The private authentication file (AuthFile or "svpasswd") requires that you supply a password for each record (except those using Shadow Authentication). The password can be entered as plain text for convenience, but use of a password hash is best for security.
The mkpasswd program, included in the "Server Files" folder, will generate a suitable password hash. You may then copy this hash into the password field of an AuthFile user record. It has the following syntax:
On Windows and Mac, you may double click on the mkpasswd executable to run it directly from the GUI. In that case, or if you otherwise do not include the password on the command line, mkpasswd will securely prompt you to enter it.
Enter a password to be hashed: AuthFile SHA-256 hash: 3df7708aff9183f233b5523369cf7d1ac3e850806b9b2d91b02b6e5a22738cd8751b971768b6eaa0 The hash has been copied to the clipboard.
When running mkpasswd from a Windows or Mac console login, the hash will be placed in the clipboard so you can immediately paste it into the AuthFile. If you are running mkpasswd remotely, such as via SSH, make sure that you select all 80 characters when copying it.
mkpasswd does not change your AuthFile. The hash must be copied into the password field of an AuthFile record and the AuthFile reloaded for the new password to take effect.
servedat also supports MD5 on Windows systems and unix crypt on all other systems. These hashes are less secure than SHA, but offer compatability with other systems and versions of servedat prior to 1.17.2. Use -L to generate a legacy hash appropriate to the platform.
The Windows version of "mkpasswd -L" will generate a 128-bit MD5 hash. This hash will only work with Windows versions of servedat.

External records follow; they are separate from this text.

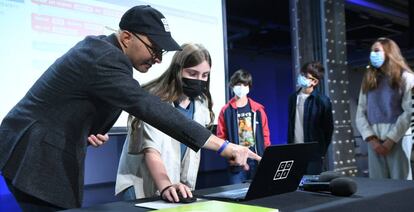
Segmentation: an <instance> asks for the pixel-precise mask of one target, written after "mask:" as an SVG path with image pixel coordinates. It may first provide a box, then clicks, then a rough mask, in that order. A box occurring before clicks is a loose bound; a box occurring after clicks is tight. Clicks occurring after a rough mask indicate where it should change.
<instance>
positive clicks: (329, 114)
mask: <svg viewBox="0 0 414 212" xmlns="http://www.w3.org/2000/svg"><path fill="white" fill-rule="evenodd" d="M299 92H300V89H299V90H298V91H296V92H295V93H293V94H292V95H290V97H289V118H288V120H289V124H288V143H294V139H295V114H296V99H297V96H298V93H299ZM303 112H304V113H303V136H304V142H318V143H319V149H318V152H315V153H314V154H313V157H312V158H313V159H317V158H319V159H320V158H321V157H323V156H325V154H326V150H327V149H328V146H329V144H330V143H331V139H332V132H333V120H332V104H331V100H330V99H329V98H328V97H327V96H325V95H321V94H320V93H319V92H318V91H317V90H316V89H314V91H313V92H312V93H311V94H310V95H309V97H308V98H307V99H306V100H305V105H304V111H303Z"/></svg>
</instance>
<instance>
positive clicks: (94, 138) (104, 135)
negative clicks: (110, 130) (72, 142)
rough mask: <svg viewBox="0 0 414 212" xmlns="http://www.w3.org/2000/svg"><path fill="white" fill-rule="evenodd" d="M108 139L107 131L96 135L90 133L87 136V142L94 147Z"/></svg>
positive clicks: (98, 146) (105, 140) (95, 146)
mask: <svg viewBox="0 0 414 212" xmlns="http://www.w3.org/2000/svg"><path fill="white" fill-rule="evenodd" d="M108 140H109V136H108V133H106V134H105V135H102V134H97V135H96V136H95V135H90V136H89V137H88V142H89V144H91V145H92V146H94V147H99V146H101V145H102V144H104V143H105V142H107V141H108Z"/></svg>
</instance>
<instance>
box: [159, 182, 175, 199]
mask: <svg viewBox="0 0 414 212" xmlns="http://www.w3.org/2000/svg"><path fill="white" fill-rule="evenodd" d="M171 186H173V184H171V185H169V186H167V187H165V188H164V189H162V191H161V193H160V196H161V199H164V197H162V195H163V194H164V192H165V191H166V190H167V189H169V188H170V187H171Z"/></svg>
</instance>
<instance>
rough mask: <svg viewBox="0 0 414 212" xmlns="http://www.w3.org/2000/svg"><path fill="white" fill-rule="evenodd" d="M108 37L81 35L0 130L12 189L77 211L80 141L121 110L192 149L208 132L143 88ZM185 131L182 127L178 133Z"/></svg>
mask: <svg viewBox="0 0 414 212" xmlns="http://www.w3.org/2000/svg"><path fill="white" fill-rule="evenodd" d="M132 71H133V69H132V64H131V62H130V61H129V59H128V58H127V57H126V56H125V55H124V54H123V52H122V50H121V48H120V46H119V43H118V41H117V39H116V37H115V35H110V36H88V37H86V38H85V39H84V40H83V41H80V42H79V43H78V44H76V45H75V46H74V47H73V48H72V49H70V50H69V51H68V52H67V53H66V54H64V55H63V56H62V57H60V58H59V59H57V60H56V61H55V62H54V63H53V64H52V65H51V66H50V67H49V68H48V69H47V70H46V72H45V73H43V75H42V76H41V77H40V78H39V79H38V80H37V82H36V83H35V84H34V85H33V87H32V88H30V90H29V91H28V92H27V94H26V95H25V96H24V97H23V99H22V100H20V102H19V103H18V104H17V105H16V106H15V107H14V108H13V109H12V110H11V111H10V112H9V113H8V114H7V116H6V117H5V118H4V119H3V121H2V123H1V126H0V170H2V174H3V176H4V177H6V178H8V179H10V180H12V183H13V185H14V186H15V187H17V188H18V189H20V190H22V191H23V192H26V193H28V194H30V195H33V196H35V197H37V198H39V199H42V200H45V201H47V202H50V203H52V204H54V205H57V206H60V207H64V208H73V207H80V206H81V204H82V198H83V182H84V179H83V178H84V160H85V154H86V147H87V137H88V136H89V135H90V134H97V133H102V134H103V133H106V132H107V131H108V130H109V129H110V128H111V126H112V125H113V124H114V122H115V121H116V119H117V118H118V117H119V115H120V112H121V111H122V110H125V111H127V112H128V113H130V114H132V115H134V116H135V117H138V118H140V119H141V120H143V121H145V122H146V123H149V124H150V125H152V126H154V127H156V128H158V129H159V130H161V131H162V132H164V133H166V134H168V135H170V136H171V137H173V138H175V139H176V140H178V141H181V142H183V143H185V144H186V145H187V146H188V147H190V148H191V149H193V150H195V151H198V150H199V149H200V148H201V147H202V146H203V145H204V143H205V142H206V141H207V139H208V138H209V136H210V135H211V133H210V132H209V131H208V130H206V129H205V128H204V127H203V126H201V125H199V124H198V123H196V122H193V121H191V120H188V119H187V118H185V117H184V116H183V115H181V114H180V113H179V112H178V111H177V110H175V109H174V108H173V107H171V106H170V105H169V104H167V103H163V102H161V101H160V99H159V98H158V97H156V96H153V95H150V94H149V93H147V92H146V91H145V90H143V89H142V88H141V87H140V85H139V83H138V82H137V81H136V80H134V79H133V77H132ZM182 126H186V127H182Z"/></svg>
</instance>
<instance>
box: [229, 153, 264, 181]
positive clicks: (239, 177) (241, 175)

On all other platforms, "mkpasswd -L" will generate a unix crypt hash. This hash will only work with non-Windows versions of servedat. It is also compatible with Apache web server .htaccess files.
Here is an example of a unix crypt hash:
# mkpasswd -L foobar Unix crypt hash: gsi529mAB9kRA
Here is a Windows example:
C:\ExpeDat> mkpasswd.exe -L foobar Windows md5 hash: 3858F62230Ac3c915f300c664312C63f
Here is what a Windows legacy AuthFile entry might look like:
paul:3858F62230Ac3c915f300c664312C63f:::C:\Documents and Settings\paul:RestrictHome
The Apache web server's htpasswd utility is also known to generate appropriate password hashes for use with servedat. However, htpasswd should not be used to edit an AuthFile because it will erase all of the fields after the password.